One of UO’s Duck Licensees in Hot Water for Forced Labor Practices

UO will revoke license if allegations are true, official says

The Univesity of Oregon’s football team has had a pretty good season with its new head coach Mario Cristobal. Ducks won their first bowl game in three years, the team recruited its best-ever 2019 freshman class and wide receiver Dillon Mitchell just announced his NFL draft ambitions.

If you want to celebrate the season with Ducks gear, you’d better check to see where it came from. There’s a chance it could be made by Chinese-forced labor.

UO Matters, a website operated by UO economics professor Bill Harbaugh, published a post linking to an AP story that reported a network of camps operated by the Chinese government enslaves more than 1 million Muslims. One of the products that the camps make is merchandise for Badger Sportswear, which has a licensing agreement with the UO to produce Ducks clothing.

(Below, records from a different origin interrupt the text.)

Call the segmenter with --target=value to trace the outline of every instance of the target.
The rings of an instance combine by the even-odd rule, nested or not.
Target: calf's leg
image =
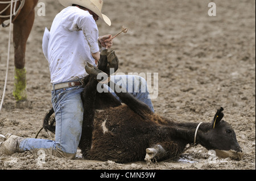
[[[91,65],[88,64],[89,66],[86,66],[85,69],[86,72],[90,75],[96,78],[97,75],[102,72],[95,66],[93,66]],[[102,74],[104,75],[104,74]],[[102,79],[105,78],[104,76]],[[105,80],[100,80],[105,81]],[[110,86],[111,85],[114,85],[115,87],[118,86],[113,82],[111,80],[108,82],[108,86]],[[137,113],[138,115],[142,117],[143,119],[146,119],[150,114],[154,113],[152,110],[148,107],[148,106],[143,102],[138,100],[131,94],[127,92],[126,90],[125,90],[121,86],[119,86],[119,90],[117,91],[116,89],[114,89],[115,94],[120,98],[122,102],[127,105],[131,110]]]
[[[82,134],[79,148],[85,157],[90,150],[92,145],[92,132],[93,131],[93,120],[94,118],[94,102],[96,95],[96,87],[98,82],[90,78],[81,93],[81,98],[84,103],[84,117],[82,122]]]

Molly Blancett, UO’s interim spokesperson, says Badger Sportswear accounts for less than 1 percent of the UO’s licensed merchandising.

Badger Sportswear has responded to the allegation through a press statement on the company website. The statement said Badger was misled by the Chinese facility when officials toured it, and have ceased production from the facility. Badger Sportswear has gone on to hire a third party company to investigate the facility.

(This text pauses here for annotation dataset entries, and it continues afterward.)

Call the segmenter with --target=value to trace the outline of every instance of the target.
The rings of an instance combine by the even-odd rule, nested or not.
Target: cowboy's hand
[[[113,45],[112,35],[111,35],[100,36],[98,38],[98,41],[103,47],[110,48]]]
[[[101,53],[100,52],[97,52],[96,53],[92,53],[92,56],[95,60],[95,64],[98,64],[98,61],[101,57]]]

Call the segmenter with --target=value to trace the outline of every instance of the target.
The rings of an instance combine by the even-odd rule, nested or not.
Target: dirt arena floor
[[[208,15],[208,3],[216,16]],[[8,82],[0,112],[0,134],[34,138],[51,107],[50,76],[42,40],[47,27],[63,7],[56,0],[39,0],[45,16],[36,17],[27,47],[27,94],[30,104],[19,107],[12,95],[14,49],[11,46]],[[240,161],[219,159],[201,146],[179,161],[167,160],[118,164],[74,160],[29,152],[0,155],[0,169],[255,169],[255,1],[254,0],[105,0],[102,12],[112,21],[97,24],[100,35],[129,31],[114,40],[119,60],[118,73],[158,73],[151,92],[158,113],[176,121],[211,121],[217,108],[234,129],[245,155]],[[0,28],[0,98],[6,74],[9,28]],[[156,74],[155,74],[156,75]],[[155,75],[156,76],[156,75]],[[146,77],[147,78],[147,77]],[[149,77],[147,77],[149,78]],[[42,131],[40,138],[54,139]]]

The AP story says the Chinese production facilities are surrounded by barbed wire and guarded by armed officers and dogs.

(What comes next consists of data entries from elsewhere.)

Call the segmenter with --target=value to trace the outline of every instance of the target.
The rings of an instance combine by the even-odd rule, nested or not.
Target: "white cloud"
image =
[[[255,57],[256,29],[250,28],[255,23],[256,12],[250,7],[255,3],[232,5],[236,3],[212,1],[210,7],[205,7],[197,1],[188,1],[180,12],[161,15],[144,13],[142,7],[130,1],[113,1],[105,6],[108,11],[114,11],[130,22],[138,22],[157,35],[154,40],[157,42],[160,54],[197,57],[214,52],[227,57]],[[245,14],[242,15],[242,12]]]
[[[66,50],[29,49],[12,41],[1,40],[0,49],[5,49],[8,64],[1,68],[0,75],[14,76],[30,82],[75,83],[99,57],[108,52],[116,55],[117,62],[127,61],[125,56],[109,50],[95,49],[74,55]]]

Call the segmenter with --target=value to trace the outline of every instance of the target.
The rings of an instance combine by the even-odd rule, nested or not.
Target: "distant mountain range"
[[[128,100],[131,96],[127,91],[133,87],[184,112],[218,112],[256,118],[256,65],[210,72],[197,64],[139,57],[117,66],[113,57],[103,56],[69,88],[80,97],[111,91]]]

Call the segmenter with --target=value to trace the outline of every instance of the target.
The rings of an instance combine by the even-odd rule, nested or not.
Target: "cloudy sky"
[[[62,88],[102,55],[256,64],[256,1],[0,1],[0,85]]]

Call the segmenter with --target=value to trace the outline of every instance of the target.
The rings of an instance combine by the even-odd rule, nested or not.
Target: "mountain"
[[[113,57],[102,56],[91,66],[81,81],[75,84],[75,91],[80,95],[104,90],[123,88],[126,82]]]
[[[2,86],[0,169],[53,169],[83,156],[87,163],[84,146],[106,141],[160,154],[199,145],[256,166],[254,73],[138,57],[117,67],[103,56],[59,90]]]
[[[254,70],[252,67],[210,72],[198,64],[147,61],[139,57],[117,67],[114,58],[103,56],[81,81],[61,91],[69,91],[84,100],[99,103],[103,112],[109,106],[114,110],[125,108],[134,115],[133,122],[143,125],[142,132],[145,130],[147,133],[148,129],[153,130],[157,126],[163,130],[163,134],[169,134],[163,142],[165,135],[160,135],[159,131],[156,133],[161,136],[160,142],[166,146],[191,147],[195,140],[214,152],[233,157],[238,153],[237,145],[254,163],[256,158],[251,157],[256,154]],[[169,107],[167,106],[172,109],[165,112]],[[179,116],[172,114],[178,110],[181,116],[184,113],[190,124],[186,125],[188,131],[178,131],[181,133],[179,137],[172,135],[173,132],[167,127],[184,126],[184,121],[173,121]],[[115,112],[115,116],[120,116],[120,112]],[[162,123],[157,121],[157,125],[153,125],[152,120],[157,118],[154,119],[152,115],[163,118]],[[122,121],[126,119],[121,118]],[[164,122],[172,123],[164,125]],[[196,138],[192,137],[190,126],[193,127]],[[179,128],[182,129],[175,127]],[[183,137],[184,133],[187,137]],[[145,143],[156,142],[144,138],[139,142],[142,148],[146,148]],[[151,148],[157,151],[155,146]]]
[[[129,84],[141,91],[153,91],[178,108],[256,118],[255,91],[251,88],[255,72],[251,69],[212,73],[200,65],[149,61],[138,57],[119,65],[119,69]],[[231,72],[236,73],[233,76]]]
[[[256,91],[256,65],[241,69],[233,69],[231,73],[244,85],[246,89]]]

Regardless, Blancett added, the UO is investigating the company. If the allegations are true, the UO will sever ties with Badger Sportswear because the UO values “worker’s rights and are committed to working with licensee who share that commitment.”

If UO ends up revoking its licensing agreement with Badger Sportswear, it would follow other universities, according to CBS News, such as Texas A&M, Bowdoin College in Brunswick, Maine, and the University of Maine in Orono.